The angiogenesis phenomenon is one of the most important parameters
in developing the inflammatory reactions. Angiogenesis is a biological event
mediated by several cell types and mediators, such as various types of macrophages,
endothelial cells, fibroblasts growth factors, cytokines and chemokines
that is essential not only in physiological processes, such as reproduction, embryonic
development, and tissue repair, but also in numerous pathological conditions
including autoimmune disorders and other inflammatory diseases. Autoimmune
diseases are the consequence of an immune response against self-antigens, due to
genetic or environmental factors which are categorized to organ- and/or nonorgan-
specific and are characterized by expanding the chronic inflammatory reactions.

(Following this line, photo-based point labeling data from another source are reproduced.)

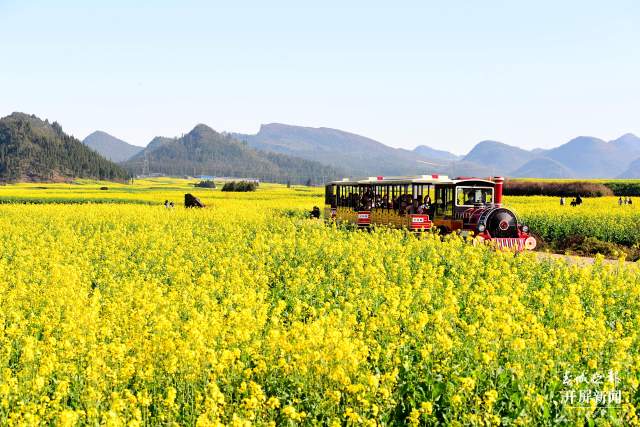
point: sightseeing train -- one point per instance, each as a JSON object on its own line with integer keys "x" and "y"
{"x": 469, "y": 206}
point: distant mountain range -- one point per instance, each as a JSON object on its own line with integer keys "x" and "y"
{"x": 111, "y": 147}
{"x": 357, "y": 156}
{"x": 203, "y": 151}
{"x": 32, "y": 149}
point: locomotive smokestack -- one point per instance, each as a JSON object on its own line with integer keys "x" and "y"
{"x": 499, "y": 184}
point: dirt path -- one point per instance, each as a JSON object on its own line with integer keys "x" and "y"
{"x": 579, "y": 260}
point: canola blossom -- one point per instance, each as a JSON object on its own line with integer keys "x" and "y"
{"x": 248, "y": 313}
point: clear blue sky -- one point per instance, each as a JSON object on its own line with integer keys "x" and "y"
{"x": 445, "y": 74}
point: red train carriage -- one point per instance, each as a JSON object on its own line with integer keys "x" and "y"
{"x": 421, "y": 203}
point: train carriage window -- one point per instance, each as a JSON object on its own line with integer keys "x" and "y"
{"x": 330, "y": 195}
{"x": 470, "y": 196}
{"x": 444, "y": 200}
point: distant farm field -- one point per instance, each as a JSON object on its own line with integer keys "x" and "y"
{"x": 246, "y": 312}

In rheumatoid arthritis that is characterized by joints chronic inflammation,
angiogenesis process play an important role in the maintenance and progression of
this disease, and/or in multiple sclerosis which is an inflammatory demyelinating
disorder of the central nervous system with vascular features, angiogenesis can
represent a notable role in expanding the lesions contributing to disease
progression. The suppression of angiogenesis by blocking the function of
angiogenic mediators, or by the use of angiostatic compounds could be useful in
inhibiting the inflammatory reactions. An anti-inflammatory targeting in
autoimmune diseases including the inhibition of angiogenic mediator’s production,
such as D-penicillamine, gold salts, sulfasalazine, methotrexat can decrease the
production of angiogenic mediators in inflammatory cells. In this chapter, we will
review the correlation between the angiogenesis phenomenon and immunopathology
of autoimmune disease with particular focus on efficacy of antiangiogenesis
drugs for inhibiting the disease progression.
Keywords: Rheumatoid arthritis, diabetic retinopathy, IBD, TH1, TH2, TH17, Tregs.